Nach kurzer Zeitlinie wird es konkret

Medizin Mobil: Am Straßburger Platz wird am Montag geimpft

Langenhagen. Die Pflegeheime der Stadt und Region Hannover hatten bis Dienstag um 15 Uhr Zeit, die Anzahl der impfwilligen Bewohner und Mitarbeiter den jeweiligen Heimaufsichten zu melden. 24 Stunden vorher, am Montagnachmittag, kam erst die Aufforderung hierzu. „Es war eine sehr kurze Zeitlinie in einem denkbar schlechten Moment zwischen den Jahren. Aber unsere Einrichtungsleitungen haben dies geahnt und extra keinen Urlaub genommen.“ sagt Aleksandr Vogelsang, geschäftsführender Gesellschafter der Medizin Mobil Gruppe. „Dadurch konnten wir alle Bewohner und Mitarbeiter der Pflegeeinrichtungen ansprechen.“ In der Medizin Mobil Haus Bodestraße, dem Pflegeheim in Hannovers Nordstadt, werden sich am Sonntag, 3. Januar,  etwa 90 Bewohner und 37 MitarbeiterInnen impfen lassen.

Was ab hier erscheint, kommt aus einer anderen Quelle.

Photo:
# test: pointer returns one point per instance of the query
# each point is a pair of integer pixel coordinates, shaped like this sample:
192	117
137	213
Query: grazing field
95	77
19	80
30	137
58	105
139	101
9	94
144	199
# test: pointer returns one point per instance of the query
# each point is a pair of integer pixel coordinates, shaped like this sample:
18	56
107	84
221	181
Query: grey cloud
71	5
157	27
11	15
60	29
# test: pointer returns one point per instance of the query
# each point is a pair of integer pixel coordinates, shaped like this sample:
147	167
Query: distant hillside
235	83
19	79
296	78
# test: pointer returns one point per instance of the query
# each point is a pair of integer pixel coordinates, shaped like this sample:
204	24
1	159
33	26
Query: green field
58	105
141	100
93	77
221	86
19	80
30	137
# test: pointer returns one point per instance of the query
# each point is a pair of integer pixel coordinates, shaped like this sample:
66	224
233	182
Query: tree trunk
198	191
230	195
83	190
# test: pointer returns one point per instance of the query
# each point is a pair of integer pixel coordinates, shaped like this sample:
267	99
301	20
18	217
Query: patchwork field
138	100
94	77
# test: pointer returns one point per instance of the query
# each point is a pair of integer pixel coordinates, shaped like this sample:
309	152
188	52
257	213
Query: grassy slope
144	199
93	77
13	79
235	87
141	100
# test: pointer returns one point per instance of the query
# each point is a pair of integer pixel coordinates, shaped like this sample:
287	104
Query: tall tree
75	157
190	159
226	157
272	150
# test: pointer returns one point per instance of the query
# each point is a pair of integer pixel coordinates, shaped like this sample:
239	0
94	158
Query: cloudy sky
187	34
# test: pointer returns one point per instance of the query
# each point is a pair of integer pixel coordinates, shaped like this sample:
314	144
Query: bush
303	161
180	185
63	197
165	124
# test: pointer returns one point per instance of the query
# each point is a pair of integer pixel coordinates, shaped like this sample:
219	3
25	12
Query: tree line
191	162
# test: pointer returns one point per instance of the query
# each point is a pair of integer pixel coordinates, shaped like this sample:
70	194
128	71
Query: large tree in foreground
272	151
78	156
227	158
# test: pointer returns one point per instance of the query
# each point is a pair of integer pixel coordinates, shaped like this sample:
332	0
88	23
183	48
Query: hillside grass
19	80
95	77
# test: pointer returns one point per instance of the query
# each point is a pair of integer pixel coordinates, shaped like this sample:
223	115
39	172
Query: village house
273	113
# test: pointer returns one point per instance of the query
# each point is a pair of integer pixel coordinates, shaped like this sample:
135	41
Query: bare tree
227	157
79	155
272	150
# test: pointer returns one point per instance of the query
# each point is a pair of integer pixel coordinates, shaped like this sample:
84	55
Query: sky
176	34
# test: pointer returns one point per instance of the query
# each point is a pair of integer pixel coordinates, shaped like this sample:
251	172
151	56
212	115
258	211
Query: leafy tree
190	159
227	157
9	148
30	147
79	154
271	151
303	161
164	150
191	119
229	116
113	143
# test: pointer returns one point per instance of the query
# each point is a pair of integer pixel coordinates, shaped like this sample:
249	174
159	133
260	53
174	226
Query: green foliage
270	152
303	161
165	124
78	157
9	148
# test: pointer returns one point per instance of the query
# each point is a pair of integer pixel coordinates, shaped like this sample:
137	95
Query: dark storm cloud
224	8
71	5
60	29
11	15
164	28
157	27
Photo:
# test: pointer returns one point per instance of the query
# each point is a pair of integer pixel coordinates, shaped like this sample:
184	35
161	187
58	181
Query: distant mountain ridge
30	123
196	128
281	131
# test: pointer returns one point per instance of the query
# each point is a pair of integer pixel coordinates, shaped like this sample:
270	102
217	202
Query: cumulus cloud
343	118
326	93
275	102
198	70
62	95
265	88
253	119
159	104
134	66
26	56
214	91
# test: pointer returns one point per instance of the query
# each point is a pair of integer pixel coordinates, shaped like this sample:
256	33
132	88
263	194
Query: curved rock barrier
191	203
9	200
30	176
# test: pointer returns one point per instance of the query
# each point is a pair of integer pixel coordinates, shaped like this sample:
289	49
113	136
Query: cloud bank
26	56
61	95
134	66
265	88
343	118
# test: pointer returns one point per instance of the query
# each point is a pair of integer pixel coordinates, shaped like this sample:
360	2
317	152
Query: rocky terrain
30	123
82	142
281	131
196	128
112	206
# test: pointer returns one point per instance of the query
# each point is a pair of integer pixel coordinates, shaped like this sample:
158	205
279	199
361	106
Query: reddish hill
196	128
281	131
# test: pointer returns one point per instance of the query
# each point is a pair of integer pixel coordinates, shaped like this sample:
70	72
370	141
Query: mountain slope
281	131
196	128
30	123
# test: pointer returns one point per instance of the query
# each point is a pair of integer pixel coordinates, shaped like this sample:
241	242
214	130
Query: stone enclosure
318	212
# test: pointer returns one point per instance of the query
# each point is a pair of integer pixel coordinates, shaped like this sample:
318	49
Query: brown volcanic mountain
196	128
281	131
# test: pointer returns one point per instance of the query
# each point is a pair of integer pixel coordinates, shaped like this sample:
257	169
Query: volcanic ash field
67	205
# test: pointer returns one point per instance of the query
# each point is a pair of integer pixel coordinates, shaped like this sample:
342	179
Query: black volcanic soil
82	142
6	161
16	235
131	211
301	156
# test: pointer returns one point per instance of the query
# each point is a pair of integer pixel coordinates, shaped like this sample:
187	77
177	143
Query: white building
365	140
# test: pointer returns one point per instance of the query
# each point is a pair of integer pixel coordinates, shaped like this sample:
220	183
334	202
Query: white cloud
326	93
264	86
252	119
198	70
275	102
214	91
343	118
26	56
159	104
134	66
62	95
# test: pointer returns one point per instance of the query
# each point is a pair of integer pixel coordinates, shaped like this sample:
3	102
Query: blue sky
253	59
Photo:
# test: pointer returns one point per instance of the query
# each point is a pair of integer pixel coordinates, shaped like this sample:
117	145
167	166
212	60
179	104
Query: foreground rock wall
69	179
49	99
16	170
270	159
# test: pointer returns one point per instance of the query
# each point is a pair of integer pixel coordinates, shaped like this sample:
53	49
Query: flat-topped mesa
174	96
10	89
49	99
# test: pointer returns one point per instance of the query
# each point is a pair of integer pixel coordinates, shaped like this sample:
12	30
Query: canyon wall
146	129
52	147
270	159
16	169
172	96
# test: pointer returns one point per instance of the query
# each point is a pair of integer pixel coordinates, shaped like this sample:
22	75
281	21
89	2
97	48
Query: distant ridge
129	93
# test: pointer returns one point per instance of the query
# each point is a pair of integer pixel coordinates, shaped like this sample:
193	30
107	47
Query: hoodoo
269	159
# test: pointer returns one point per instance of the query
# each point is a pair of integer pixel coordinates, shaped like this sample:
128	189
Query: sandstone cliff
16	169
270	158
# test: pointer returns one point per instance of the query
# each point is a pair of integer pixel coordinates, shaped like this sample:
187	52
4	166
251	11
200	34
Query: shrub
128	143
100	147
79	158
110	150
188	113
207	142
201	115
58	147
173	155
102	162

Am Montag, 4. Januar,  folgen die Hausgemeinschaften am Straßburger Platz. Dort werden 80 Bewohner und 20 Mitarbeiter geimpft.
„Wir haben zwar bereits am 23. Dezember  erste Informationen von den Behörden erhalten. Diese waren aber noch rudimentär und ohne einen konkreten Zeitplan.“ führt Vogelsang aus.
„Wir freuen uns sehr, dass es nun konkret wird und wir zu den ersten gehören werden, zu denen die mobilen Impfteams kommen. Wir hoffen auf einen reibungslosen Ablauf.
Für uns ist es aber skurril, dass unsere insgesamt 86 Bewohner des Betreuten Wohnens, von denen 34 in der Bodestraße und 52 am Straßburger Platz – jeweils im selben Gebäude sowie die Mitarbeiter der ambulanten Pflegedienste nicht geimpft werden dürfen. Gäbe es dort einen Covid-Ausbruch, wäre dennoch das gesamte Haus inkllusive etwaiger Besuchsverbote betroffen.“ so Vogelsang. „Dies stößt natürlich auch bei den Bewohnern des Betreuten Wohnens und bei deren Angehörigen auf großes Unverständnis. Zumal viele der Bewohner ebenfalls über 80 Jahre alt und multimorbid sind.“
Ferner sei noch offen, was mit den äußerst zeitaufwändigen Schnelltests und anderen Hygienemaßnahmen, etwa den reduzierten Gruppenbeschäftigungsangeboten passiere. „Natürlich wollen wir alle zurück zur Normalität. Wenn wir schon das - wenn auch geringe- Risiko der Impfung auf uns nehmen, wollen wir wieder etwas vom Alltag zurückgewinnen. Müssen wir noch die Schnelltests, die nur durch Überstunden unserer eh schon belasteten Pflegekräfte aufrechterhalten werden, noch in Angriff nehmen?“ sagt Vogelsang. Hier bleibe abzuwarten, ob die Politik nachjustieren werde. Bisher sei keine Änderung avisiert.
„Auch wundert es uns, dass Deutschland mit Biontech auf der einen Seite der weltgrößte Hersteller des Impfstoffes ist, inklusive der Herstellung im eigenen Land. Die eigene Bevölkerung soll den Impfstoff aber dennoch nur rationiert und zeitverzögert erhalten. Dies mag zwar vielleicht der europa- und weltweiten Verteilungsethik Genüge tun. Es ist aber trotzdem unseren betroffenen Bewohnern und Patienten schwer nahezubringen. Zumal die Politik sich zu dieser Thematik ausschweigt", schließt Vogelsang sein Resümee ab.